No telhado da maior fábrica da Ford em Dearborn, no estado de Michigan, estende-se uma cobertura viva com uma área de 454 000 pés quadrados — mais de dez acres. Instalada ainda em 2002, é revestida de seduns resistentes à seca e plantas silvestres, e por baixo dela saem diariamente da linha de montagem as picapes F-150 e Raptor.
Originalmente, em 1915, Henry Ford considerava estas terras ao longo do rio Rouge como um possível santuário de aves, mas em vez disso ergueu-se aqui um gigantesco complexo industrial. Décadas depois, o projeto concretizou-se em parte: apenas cinco dias após a montagem da cobertura, nidificaram nela abibes, e hoje vivem aqui dezenas de espécies de aves, borboletas, libélulas e cerca de 20 000 abelhas melíferas.

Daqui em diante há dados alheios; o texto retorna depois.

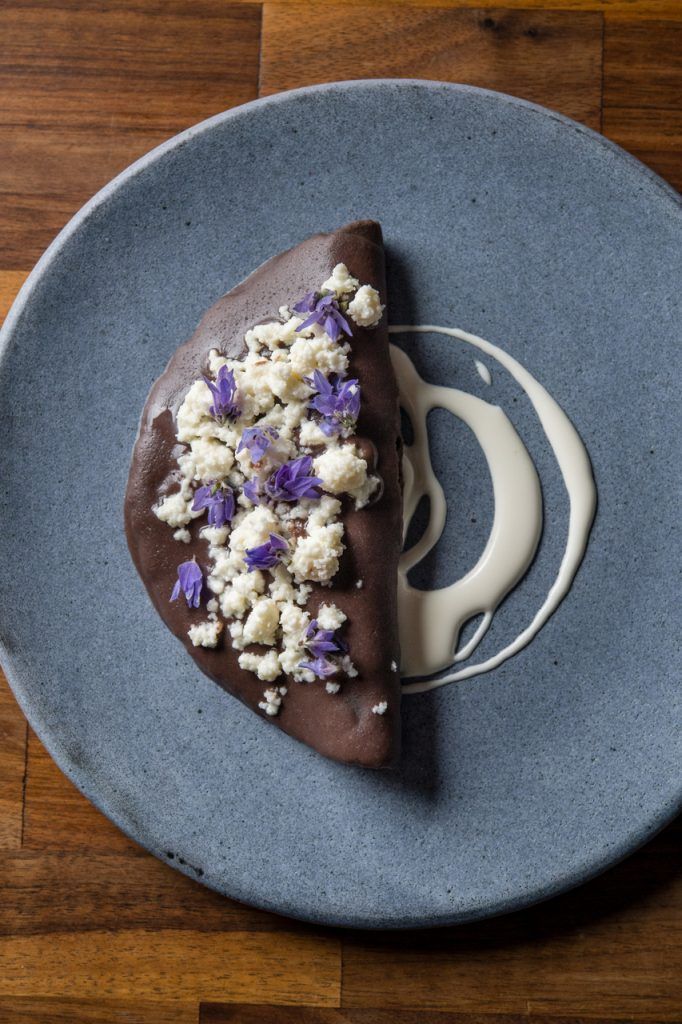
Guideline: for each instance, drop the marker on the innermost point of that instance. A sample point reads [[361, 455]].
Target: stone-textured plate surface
[[504, 219]]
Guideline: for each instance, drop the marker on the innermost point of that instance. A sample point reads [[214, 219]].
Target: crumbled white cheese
[[269, 607], [266, 667], [262, 623], [330, 616], [308, 354], [316, 555], [340, 282], [212, 458], [254, 529], [175, 510], [271, 700], [194, 412], [366, 307], [310, 434], [205, 634], [342, 469]]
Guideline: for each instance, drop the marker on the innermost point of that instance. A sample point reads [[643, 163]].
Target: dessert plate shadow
[[502, 218]]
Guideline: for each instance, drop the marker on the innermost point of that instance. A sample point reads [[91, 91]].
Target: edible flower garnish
[[189, 583], [322, 643], [257, 440], [324, 309], [292, 481], [252, 489], [267, 555], [320, 668], [338, 401], [218, 499], [224, 404]]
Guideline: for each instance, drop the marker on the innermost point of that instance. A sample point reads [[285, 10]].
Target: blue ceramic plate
[[504, 219]]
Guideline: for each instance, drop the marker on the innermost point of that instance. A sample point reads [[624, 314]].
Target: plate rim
[[560, 883]]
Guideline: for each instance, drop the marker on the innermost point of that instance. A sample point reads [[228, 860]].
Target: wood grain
[[12, 763], [10, 282], [610, 949], [632, 9], [87, 87], [213, 1013], [89, 891], [182, 966], [510, 50], [48, 1011], [643, 92], [93, 930]]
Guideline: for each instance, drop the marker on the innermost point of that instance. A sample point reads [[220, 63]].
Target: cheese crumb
[[340, 282], [266, 667], [205, 634], [271, 702], [341, 469], [262, 623], [366, 307], [330, 617], [316, 555]]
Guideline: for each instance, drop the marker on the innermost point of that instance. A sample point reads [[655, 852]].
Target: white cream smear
[[431, 621]]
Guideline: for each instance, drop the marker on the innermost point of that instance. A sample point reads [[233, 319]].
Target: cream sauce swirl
[[431, 621]]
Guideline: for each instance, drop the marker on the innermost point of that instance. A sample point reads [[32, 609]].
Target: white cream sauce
[[431, 621], [483, 372]]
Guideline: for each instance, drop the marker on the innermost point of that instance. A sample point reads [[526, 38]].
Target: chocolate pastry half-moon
[[263, 507]]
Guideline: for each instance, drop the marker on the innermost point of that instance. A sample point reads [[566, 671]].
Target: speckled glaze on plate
[[502, 218]]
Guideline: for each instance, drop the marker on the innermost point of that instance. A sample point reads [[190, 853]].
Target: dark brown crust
[[340, 726]]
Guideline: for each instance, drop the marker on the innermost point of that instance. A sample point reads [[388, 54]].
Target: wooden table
[[93, 929]]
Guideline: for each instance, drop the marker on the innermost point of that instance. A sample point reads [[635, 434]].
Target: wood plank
[[623, 8], [33, 1011], [56, 816], [214, 1013], [10, 282], [608, 950], [173, 965], [13, 732], [42, 893], [72, 80], [552, 58], [643, 92]]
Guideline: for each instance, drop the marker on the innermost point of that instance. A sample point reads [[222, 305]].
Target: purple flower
[[338, 401], [324, 309], [218, 499], [321, 642], [267, 555], [293, 481], [257, 440], [320, 668], [224, 404], [252, 489], [189, 583]]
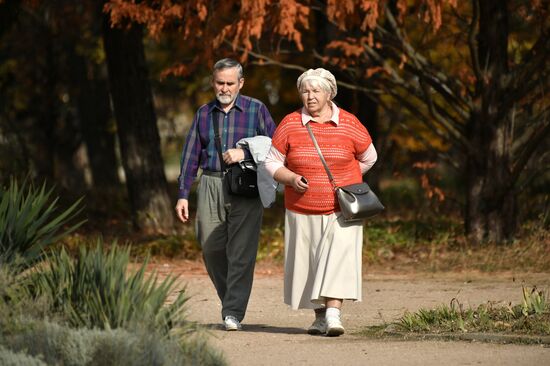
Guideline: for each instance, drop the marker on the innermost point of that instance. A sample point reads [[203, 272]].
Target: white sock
[[333, 313]]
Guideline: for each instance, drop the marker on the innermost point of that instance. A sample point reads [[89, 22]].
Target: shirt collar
[[306, 117], [238, 104]]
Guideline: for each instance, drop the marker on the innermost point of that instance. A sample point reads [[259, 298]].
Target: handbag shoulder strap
[[330, 177], [217, 140]]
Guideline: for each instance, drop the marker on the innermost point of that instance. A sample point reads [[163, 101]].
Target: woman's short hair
[[322, 77], [228, 63]]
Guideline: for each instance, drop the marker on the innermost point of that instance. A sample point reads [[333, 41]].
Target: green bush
[[58, 345], [30, 221], [94, 290], [9, 358]]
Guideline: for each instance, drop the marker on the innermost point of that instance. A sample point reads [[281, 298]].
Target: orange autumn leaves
[[241, 24]]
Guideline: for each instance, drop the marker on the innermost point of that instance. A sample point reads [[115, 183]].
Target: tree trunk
[[91, 92], [137, 129], [490, 197]]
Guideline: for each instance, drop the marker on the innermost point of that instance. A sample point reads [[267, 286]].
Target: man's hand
[[233, 156], [182, 210]]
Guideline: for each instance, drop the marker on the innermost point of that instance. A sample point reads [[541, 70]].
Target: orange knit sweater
[[340, 144]]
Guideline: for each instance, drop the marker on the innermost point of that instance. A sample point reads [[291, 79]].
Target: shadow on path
[[260, 328]]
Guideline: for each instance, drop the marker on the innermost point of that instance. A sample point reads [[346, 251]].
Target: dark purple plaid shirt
[[247, 118]]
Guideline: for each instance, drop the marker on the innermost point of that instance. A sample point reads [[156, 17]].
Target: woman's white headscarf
[[323, 76]]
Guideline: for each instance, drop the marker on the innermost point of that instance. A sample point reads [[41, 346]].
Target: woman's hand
[[299, 183]]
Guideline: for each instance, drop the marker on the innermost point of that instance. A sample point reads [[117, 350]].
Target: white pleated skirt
[[322, 259]]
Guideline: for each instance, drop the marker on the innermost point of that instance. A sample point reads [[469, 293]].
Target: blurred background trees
[[454, 94]]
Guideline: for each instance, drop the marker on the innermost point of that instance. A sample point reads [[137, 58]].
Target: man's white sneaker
[[319, 326], [334, 326], [231, 323]]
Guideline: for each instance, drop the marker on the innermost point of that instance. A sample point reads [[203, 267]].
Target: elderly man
[[228, 226]]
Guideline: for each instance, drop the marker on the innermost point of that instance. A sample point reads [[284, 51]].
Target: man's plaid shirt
[[247, 118]]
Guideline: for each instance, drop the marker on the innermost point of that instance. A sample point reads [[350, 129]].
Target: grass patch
[[530, 318]]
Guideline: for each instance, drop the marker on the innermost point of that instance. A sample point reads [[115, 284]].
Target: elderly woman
[[322, 252]]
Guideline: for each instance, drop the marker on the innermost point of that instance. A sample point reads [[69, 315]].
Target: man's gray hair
[[228, 63]]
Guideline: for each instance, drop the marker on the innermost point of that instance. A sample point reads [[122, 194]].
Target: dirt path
[[275, 335]]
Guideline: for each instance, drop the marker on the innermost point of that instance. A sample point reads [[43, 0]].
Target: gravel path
[[275, 335]]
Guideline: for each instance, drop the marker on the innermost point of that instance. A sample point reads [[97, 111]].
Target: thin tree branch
[[472, 40]]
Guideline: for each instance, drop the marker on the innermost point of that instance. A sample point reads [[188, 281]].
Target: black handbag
[[357, 201], [241, 178]]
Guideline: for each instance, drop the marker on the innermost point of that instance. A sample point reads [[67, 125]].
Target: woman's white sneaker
[[231, 323], [334, 326], [319, 326]]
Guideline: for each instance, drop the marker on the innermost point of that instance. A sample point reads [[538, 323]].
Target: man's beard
[[225, 99]]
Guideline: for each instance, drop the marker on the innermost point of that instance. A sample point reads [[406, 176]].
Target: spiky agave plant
[[95, 289], [30, 220]]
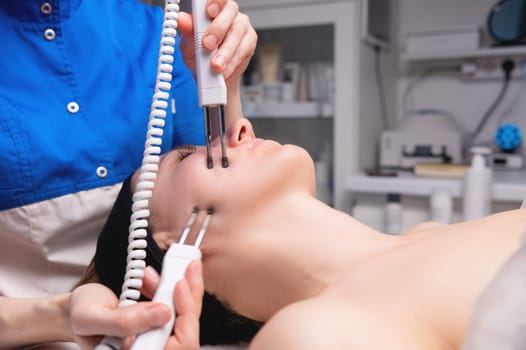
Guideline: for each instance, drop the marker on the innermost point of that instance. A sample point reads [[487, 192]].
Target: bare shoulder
[[323, 323]]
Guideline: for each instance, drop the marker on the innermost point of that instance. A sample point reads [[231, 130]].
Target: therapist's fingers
[[186, 329], [94, 310], [230, 32], [238, 48], [194, 277]]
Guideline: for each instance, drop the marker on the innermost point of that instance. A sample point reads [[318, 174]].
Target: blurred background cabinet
[[323, 38]]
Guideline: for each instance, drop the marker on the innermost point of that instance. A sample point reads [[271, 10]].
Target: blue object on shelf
[[508, 137]]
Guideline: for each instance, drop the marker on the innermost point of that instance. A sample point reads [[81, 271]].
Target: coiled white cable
[[135, 263]]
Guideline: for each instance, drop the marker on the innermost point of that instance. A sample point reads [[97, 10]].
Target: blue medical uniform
[[76, 84]]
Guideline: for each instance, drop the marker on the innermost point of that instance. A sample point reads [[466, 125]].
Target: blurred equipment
[[424, 137], [508, 139], [443, 40], [507, 22], [478, 180]]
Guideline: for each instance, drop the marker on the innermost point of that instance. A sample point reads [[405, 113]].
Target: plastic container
[[441, 205], [478, 180], [393, 214]]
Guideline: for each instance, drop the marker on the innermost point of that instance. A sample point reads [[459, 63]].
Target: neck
[[259, 260]]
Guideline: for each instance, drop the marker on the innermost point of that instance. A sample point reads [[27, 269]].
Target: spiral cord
[[135, 263]]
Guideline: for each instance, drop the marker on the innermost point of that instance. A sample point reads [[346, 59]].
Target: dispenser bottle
[[478, 180], [393, 214]]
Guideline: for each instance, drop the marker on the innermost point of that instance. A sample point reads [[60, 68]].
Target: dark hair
[[218, 324]]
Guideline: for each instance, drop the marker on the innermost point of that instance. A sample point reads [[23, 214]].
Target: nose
[[241, 131]]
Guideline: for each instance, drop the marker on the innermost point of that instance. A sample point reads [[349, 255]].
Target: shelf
[[510, 51], [508, 186], [305, 110]]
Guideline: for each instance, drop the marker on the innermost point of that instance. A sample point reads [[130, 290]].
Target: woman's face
[[259, 171]]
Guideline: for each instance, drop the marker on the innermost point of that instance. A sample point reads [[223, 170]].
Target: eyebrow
[[174, 155]]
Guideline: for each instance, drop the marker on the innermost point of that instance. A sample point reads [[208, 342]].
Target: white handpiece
[[211, 84], [175, 262]]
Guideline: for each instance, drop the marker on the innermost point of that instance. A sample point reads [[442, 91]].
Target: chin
[[302, 164]]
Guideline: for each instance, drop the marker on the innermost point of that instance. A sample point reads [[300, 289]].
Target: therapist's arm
[[80, 316], [25, 321]]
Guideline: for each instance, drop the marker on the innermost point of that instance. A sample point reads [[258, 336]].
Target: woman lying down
[[313, 276]]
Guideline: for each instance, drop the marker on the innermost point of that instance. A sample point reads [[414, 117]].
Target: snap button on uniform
[[49, 34], [46, 8], [102, 172], [73, 107]]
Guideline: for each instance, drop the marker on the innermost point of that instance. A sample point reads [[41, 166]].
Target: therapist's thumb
[[137, 318]]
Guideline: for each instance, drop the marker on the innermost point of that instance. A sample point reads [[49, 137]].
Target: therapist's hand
[[188, 299], [94, 311], [230, 32]]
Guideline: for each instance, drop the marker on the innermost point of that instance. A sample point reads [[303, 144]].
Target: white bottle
[[393, 214], [478, 180], [441, 205]]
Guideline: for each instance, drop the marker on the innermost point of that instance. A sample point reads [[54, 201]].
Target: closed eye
[[185, 152]]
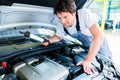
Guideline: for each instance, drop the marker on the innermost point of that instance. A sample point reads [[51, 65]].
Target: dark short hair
[[65, 6]]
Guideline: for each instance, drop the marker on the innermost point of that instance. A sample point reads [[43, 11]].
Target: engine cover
[[33, 69]]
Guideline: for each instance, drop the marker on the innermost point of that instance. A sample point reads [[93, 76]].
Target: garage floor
[[113, 37]]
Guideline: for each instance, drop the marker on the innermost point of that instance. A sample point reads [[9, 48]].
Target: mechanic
[[82, 25]]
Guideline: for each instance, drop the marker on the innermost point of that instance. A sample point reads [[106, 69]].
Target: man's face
[[67, 19]]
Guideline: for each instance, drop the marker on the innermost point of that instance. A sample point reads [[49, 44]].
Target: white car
[[22, 57]]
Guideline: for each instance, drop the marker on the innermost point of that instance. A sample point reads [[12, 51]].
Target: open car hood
[[24, 58]]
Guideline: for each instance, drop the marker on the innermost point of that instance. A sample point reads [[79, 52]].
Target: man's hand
[[88, 68]]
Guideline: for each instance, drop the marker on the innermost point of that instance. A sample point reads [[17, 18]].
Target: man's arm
[[96, 42], [94, 48]]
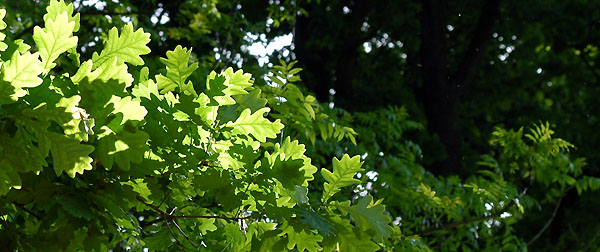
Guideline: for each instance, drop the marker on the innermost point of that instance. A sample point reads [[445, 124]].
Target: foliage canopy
[[121, 146]]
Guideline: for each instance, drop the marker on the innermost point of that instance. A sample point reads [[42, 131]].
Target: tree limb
[[547, 223], [468, 66]]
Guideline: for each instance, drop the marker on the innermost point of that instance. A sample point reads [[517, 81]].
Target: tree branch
[[547, 223], [472, 220], [468, 67], [27, 210], [169, 216]]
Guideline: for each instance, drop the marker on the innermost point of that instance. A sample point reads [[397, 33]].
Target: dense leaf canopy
[[380, 125]]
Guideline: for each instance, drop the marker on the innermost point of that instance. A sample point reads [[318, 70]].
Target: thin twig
[[481, 218], [591, 241], [183, 233], [168, 216], [547, 223], [27, 210]]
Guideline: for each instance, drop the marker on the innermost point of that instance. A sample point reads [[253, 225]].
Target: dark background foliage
[[459, 68]]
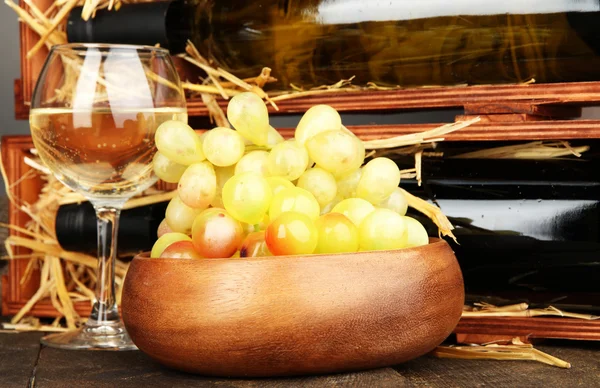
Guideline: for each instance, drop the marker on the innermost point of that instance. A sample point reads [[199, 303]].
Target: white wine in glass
[[94, 114]]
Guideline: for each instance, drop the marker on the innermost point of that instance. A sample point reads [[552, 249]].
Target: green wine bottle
[[391, 43]]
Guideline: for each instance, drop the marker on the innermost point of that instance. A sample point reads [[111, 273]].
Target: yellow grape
[[355, 209], [383, 229], [337, 234], [254, 245], [262, 225], [223, 174], [319, 118], [215, 234], [180, 216], [396, 202], [338, 152], [166, 169], [249, 116], [163, 228], [247, 197], [198, 185], [181, 250], [417, 234], [348, 183], [278, 183], [319, 183], [291, 233], [223, 146], [288, 160], [294, 200], [254, 161], [164, 241], [274, 138], [380, 177], [329, 207], [177, 141]]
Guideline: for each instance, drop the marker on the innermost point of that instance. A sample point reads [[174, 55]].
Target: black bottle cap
[[137, 24], [76, 228]]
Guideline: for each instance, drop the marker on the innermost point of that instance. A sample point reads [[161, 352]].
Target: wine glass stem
[[105, 309]]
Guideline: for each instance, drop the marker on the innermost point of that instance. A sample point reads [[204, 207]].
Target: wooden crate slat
[[554, 328]]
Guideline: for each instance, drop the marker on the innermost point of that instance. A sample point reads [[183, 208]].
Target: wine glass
[[94, 113]]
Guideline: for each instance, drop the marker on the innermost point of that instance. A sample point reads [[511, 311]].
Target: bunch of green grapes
[[248, 192]]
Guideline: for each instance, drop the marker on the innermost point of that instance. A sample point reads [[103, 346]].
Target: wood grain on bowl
[[285, 316]]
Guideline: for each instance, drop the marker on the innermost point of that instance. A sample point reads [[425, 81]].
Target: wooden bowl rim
[[434, 243]]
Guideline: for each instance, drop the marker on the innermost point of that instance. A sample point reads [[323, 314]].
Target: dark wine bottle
[[527, 230], [76, 228], [395, 42]]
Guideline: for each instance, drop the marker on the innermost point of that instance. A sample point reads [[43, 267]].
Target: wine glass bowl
[[94, 114]]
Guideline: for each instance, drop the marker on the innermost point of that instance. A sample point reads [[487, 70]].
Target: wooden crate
[[508, 112]]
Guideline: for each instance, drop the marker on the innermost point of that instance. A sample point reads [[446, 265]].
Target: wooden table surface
[[24, 363]]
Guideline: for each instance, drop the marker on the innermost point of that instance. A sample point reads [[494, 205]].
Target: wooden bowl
[[286, 316]]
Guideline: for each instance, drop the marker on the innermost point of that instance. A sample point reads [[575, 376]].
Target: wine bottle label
[[336, 12]]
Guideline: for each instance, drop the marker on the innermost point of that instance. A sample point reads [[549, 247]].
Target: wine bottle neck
[[166, 23]]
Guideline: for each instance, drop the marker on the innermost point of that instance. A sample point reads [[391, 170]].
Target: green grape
[[338, 152], [249, 116], [288, 160], [383, 229], [291, 233], [329, 207], [223, 174], [223, 146], [380, 177], [396, 202], [262, 225], [178, 142], [337, 234], [254, 161], [347, 184], [180, 216], [247, 197], [319, 118], [294, 200], [319, 183], [181, 250], [417, 234], [215, 234], [274, 138], [163, 228], [166, 169], [198, 185], [254, 245], [355, 209], [278, 183], [164, 241]]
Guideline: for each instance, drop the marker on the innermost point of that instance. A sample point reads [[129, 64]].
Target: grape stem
[[433, 212]]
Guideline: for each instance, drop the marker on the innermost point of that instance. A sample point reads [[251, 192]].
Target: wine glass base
[[103, 337]]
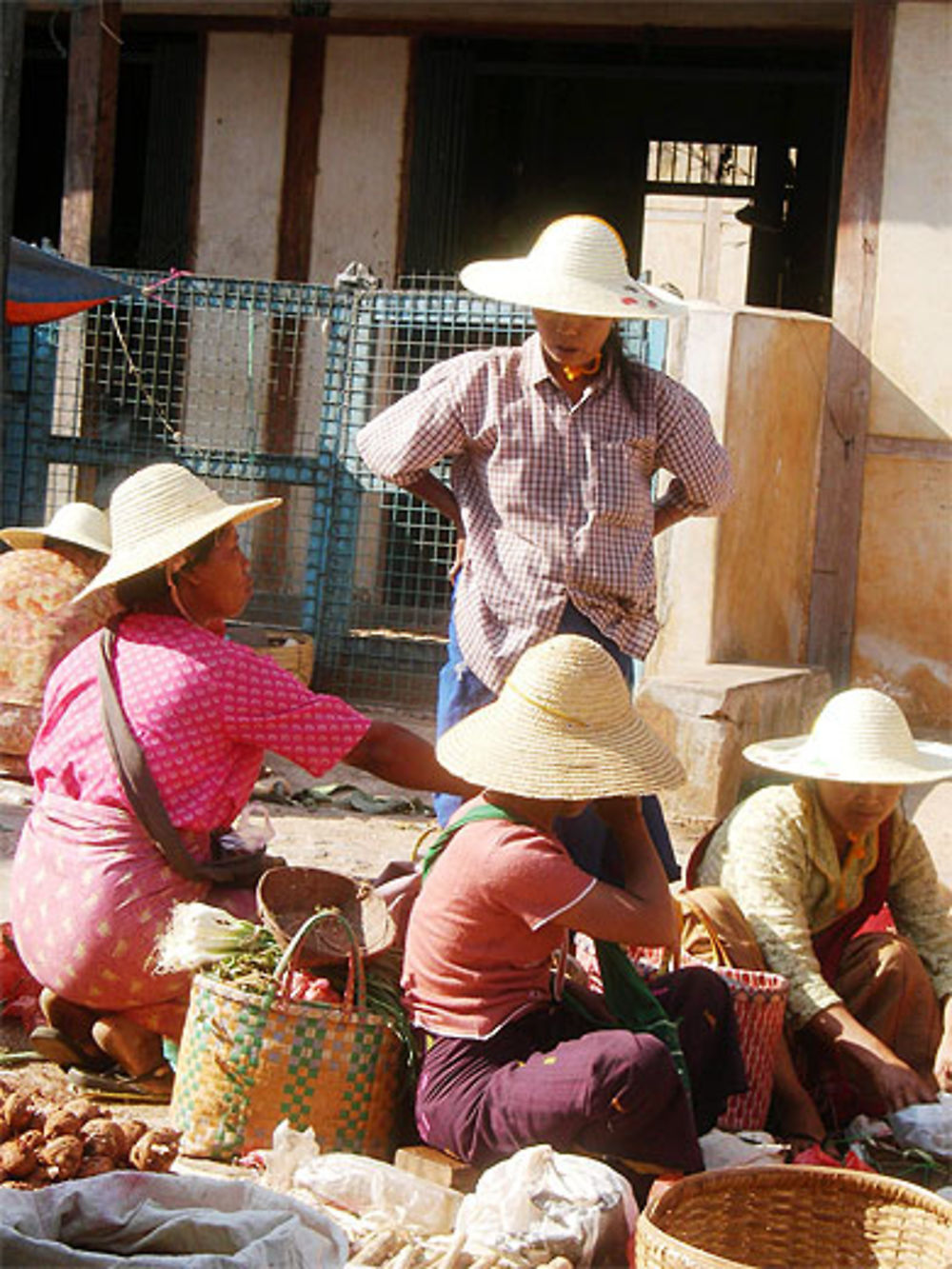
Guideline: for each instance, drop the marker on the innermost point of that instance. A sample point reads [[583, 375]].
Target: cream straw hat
[[79, 523], [861, 736], [158, 513], [564, 727], [578, 266]]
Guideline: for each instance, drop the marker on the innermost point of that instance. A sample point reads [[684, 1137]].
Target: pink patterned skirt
[[90, 895]]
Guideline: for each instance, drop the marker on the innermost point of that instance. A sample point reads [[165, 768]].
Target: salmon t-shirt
[[482, 934]]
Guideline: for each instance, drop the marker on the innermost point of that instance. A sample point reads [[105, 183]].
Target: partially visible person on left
[[40, 576]]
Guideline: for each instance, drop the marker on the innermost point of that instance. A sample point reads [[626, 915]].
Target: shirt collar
[[536, 370]]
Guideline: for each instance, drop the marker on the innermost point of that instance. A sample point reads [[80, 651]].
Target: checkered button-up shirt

A cobertura não só se tornou um refúgio inesperado para a vida selvagem, como também resolve problemas práticos. A camada de betão poroso, terra e plantas retém a água da chuva, evitando inundações na antiga rede de drenagem pluvial, e ainda reduz as oscilações de temperatura dentro das oficinas em dez graus no inverno e no verão, poupando energia.
Todo o terreno de 600 acres, após uma limpeza em grande escala no valor de dois bilhões de dólares, transformou-se num verdadeiro foco de biodiversidade em plena zona industrial. As plantas no telhado e ao seu redor filtram o ar, absorvem dióxido de carbono e criam um microclima favorável a insetos polinizadores e pequenos animais.
Este exemplo mostra que mesmo os maiores complexos industriais podem integrar soluções naturais sem sacrificar a eficiência. Coberturas "verdes" como esta já provaram a sua fiabilidade: passados mais de vinte anos, a cobertura mantém quase cem por cento da sua viabilidade, e o Guinness World Records reconheceu-a como a maior do mundo no momento da sua instalação.
Projetos como este lembram que a indústria e a natureza viva podem coexistir, se no planeamento se tiver em conta não só a economia, mas também as ligações ecossistémicas.